Machelones

Regions with significant populations
- Colchis

Related ethnic groups
- Macrones

= Machelones =

Ancient Colchian tribe in western Georgia

The Machelones (მახელონები) (Machelônes, Machelonoi; Μαχελῶνες) were a Colchian tribe located to the far south of the Phasis (modern-day Rioni River, western Georgia). There are several references to them in Classical sources. This group may be the Machorones of Pliny (NH 6.4.11) who placed them between the Ophis (modern Of, Turkey) and Prytanis rivers.
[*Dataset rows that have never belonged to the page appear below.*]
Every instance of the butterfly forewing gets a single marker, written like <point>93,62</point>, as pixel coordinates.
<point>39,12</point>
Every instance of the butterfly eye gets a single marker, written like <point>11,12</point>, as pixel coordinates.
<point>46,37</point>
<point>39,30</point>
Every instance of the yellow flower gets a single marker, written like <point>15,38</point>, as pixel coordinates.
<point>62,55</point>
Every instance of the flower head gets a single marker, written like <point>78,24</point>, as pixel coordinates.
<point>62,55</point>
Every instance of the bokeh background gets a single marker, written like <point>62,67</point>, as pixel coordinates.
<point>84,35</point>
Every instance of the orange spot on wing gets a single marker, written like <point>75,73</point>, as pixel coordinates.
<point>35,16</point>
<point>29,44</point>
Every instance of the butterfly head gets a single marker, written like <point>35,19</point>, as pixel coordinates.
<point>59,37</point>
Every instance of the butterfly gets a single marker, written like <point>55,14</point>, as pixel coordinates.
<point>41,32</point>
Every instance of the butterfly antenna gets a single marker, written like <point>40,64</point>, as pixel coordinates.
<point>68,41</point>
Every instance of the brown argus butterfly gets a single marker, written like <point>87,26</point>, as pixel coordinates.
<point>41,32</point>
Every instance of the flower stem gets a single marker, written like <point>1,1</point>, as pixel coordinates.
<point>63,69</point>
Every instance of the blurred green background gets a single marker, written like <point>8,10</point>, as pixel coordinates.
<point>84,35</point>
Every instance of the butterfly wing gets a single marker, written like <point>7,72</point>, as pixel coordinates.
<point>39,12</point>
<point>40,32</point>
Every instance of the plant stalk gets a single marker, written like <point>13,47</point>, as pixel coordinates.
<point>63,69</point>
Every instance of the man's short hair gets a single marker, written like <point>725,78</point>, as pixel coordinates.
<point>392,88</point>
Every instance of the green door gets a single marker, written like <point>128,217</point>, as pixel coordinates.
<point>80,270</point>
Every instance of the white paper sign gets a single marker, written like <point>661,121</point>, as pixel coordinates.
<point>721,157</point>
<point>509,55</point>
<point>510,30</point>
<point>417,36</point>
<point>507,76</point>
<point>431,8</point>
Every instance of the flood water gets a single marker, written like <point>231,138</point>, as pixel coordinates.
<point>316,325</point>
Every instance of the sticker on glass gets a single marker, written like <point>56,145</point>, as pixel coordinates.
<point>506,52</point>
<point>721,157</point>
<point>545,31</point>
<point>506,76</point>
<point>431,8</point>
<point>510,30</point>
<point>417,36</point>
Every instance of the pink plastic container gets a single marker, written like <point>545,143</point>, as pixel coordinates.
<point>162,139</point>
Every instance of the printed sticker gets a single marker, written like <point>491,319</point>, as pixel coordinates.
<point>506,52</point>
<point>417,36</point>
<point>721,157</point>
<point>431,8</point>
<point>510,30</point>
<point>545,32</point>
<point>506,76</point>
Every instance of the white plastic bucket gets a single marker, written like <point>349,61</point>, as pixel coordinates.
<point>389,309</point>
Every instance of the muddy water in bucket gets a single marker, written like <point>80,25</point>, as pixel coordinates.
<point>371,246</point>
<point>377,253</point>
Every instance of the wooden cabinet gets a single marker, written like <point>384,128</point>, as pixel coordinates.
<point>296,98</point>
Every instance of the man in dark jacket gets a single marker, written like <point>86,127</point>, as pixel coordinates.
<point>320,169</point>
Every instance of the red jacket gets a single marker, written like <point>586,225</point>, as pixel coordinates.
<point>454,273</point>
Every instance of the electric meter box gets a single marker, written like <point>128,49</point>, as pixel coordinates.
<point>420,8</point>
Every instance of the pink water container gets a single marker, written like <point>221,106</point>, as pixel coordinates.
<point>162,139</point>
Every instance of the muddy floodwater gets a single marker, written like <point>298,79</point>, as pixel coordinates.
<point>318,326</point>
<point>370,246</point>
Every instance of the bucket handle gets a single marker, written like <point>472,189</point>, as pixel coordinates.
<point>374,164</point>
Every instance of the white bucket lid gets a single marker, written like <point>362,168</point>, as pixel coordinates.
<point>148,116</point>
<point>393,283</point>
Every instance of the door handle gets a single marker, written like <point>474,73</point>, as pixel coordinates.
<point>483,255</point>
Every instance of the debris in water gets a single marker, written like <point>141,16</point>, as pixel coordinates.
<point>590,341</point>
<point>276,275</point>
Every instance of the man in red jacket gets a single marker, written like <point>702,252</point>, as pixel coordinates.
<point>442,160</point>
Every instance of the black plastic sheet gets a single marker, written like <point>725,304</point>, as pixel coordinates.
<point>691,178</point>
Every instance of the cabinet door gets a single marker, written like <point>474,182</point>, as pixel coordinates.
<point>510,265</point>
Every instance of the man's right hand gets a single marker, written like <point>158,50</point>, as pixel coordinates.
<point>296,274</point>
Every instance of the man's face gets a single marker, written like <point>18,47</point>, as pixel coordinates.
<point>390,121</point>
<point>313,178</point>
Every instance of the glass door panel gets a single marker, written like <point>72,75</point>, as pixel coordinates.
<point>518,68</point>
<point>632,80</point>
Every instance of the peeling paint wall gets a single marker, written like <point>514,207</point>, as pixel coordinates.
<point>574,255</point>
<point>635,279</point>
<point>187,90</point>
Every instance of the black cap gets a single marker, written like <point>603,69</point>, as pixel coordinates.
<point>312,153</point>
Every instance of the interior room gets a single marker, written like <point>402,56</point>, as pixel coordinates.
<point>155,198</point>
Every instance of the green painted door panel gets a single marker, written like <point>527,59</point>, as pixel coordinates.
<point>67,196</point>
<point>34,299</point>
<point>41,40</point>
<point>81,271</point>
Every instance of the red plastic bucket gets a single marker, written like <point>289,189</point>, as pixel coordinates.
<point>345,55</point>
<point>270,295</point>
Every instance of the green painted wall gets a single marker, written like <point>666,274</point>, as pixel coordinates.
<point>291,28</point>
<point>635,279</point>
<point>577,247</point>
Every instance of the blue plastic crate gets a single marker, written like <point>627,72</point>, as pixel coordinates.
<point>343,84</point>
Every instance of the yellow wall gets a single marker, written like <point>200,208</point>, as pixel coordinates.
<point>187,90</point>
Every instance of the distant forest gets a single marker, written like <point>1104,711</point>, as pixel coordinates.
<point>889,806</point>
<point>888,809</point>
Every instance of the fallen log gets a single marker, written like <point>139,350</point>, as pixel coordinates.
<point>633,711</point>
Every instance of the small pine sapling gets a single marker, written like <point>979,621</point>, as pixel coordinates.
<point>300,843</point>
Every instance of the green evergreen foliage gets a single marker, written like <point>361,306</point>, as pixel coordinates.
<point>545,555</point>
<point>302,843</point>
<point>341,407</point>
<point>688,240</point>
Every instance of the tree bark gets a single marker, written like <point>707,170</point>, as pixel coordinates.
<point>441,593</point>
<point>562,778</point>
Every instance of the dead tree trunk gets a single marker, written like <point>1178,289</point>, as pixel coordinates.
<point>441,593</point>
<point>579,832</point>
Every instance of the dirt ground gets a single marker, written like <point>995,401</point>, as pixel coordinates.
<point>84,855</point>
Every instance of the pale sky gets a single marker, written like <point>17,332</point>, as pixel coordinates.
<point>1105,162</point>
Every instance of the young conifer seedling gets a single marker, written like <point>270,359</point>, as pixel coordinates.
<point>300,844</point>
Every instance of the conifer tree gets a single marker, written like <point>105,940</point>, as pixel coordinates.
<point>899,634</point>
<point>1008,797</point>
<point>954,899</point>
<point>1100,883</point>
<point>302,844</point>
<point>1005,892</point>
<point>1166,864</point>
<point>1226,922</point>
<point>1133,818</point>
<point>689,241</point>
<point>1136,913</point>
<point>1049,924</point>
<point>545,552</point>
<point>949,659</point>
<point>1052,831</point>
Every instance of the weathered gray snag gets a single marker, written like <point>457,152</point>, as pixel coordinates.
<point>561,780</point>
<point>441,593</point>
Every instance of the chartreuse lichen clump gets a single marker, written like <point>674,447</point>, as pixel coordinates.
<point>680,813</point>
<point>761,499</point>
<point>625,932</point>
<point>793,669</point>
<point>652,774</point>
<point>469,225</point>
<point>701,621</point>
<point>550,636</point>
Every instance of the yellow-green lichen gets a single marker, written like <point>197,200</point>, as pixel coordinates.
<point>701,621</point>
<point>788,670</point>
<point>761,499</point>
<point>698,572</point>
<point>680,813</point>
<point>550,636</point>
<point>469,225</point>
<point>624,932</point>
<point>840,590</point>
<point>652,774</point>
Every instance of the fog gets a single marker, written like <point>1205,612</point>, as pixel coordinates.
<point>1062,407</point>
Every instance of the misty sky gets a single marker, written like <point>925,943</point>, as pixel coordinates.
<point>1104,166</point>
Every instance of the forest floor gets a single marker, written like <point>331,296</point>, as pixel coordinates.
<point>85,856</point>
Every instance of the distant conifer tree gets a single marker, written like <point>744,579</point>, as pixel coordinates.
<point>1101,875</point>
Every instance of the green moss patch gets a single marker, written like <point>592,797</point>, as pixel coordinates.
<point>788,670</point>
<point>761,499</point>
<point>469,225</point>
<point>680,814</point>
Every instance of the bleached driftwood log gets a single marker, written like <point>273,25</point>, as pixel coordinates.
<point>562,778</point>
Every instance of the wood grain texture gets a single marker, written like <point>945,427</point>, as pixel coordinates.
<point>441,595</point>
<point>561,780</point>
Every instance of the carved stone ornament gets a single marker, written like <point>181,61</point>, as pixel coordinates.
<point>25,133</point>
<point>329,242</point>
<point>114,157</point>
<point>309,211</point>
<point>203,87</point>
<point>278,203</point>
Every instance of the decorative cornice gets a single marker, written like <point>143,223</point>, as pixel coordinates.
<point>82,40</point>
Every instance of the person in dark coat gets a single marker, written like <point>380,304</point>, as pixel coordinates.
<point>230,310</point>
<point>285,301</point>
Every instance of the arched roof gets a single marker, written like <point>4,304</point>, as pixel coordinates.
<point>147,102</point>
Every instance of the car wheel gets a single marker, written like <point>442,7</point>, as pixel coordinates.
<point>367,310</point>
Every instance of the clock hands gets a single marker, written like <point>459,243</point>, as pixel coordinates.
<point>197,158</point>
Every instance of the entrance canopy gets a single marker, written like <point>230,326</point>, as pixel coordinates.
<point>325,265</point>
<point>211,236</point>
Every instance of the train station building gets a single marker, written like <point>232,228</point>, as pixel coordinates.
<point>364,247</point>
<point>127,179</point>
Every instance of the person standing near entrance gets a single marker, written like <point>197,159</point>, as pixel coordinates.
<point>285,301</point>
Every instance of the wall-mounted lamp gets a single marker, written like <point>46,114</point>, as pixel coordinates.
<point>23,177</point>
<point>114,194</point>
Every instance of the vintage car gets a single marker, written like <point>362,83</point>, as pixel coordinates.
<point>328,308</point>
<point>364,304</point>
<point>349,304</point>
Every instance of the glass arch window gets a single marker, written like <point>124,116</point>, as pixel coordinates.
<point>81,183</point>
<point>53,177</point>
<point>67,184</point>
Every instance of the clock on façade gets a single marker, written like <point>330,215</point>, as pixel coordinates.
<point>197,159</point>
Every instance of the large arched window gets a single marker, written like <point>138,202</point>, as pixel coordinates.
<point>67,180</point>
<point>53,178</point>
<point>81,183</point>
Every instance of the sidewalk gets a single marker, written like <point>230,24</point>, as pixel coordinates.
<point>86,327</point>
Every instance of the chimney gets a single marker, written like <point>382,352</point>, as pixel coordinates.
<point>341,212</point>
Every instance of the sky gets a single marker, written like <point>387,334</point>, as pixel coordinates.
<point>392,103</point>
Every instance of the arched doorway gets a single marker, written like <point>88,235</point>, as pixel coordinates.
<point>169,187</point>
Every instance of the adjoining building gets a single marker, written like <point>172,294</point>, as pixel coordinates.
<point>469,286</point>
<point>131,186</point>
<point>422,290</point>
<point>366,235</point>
The 1st century AD writer Lucian also comments about the Machlyai and their ruler, but the account seems to be entirely fictional. Ptolemy, in the early 2nd century AD, mentions the town of Mechlessos on the border of Colchis, but adds nothing substantive. His contemporary author, Arrian, lists on a west to east orientation the Sannoi, Drilae, Machelonoi, Heniochoi, Zudreitai, and Lazoi (Perip. 1 1.1-2). Writing in the early 3rd century about an event a hundred years earlier (AD 117), Dio Cassius (68.19) relates that the Machelonoi and the neighboring Heniochoi were ruled by a single "king", Anchialos, who submitted to the Roman emperor Trajan. There is a special mention in the anonymous (probably post-4th century) Periplus Ponti Evcines that both the Machelones and Heniochoi were once called Ekcheireis. The country called Machelonia, a client state of the Sassanid Persian Empire, figures in the so-called Res Gestae Divi Saporis (Ka'ba-i Zartosht), the mid-3rd-century AD trilingual inscription concerning the political, military, and religious activities of Shapur I, and appears, in this case, to be synonymous to Colchis.

The Machelones were closely related ethnically to the neighboring Macrones (a tribe believed to be the ancestors of present-day Mingrelians, a subethnic group of the Georgian people), known since at least the 5th century BC.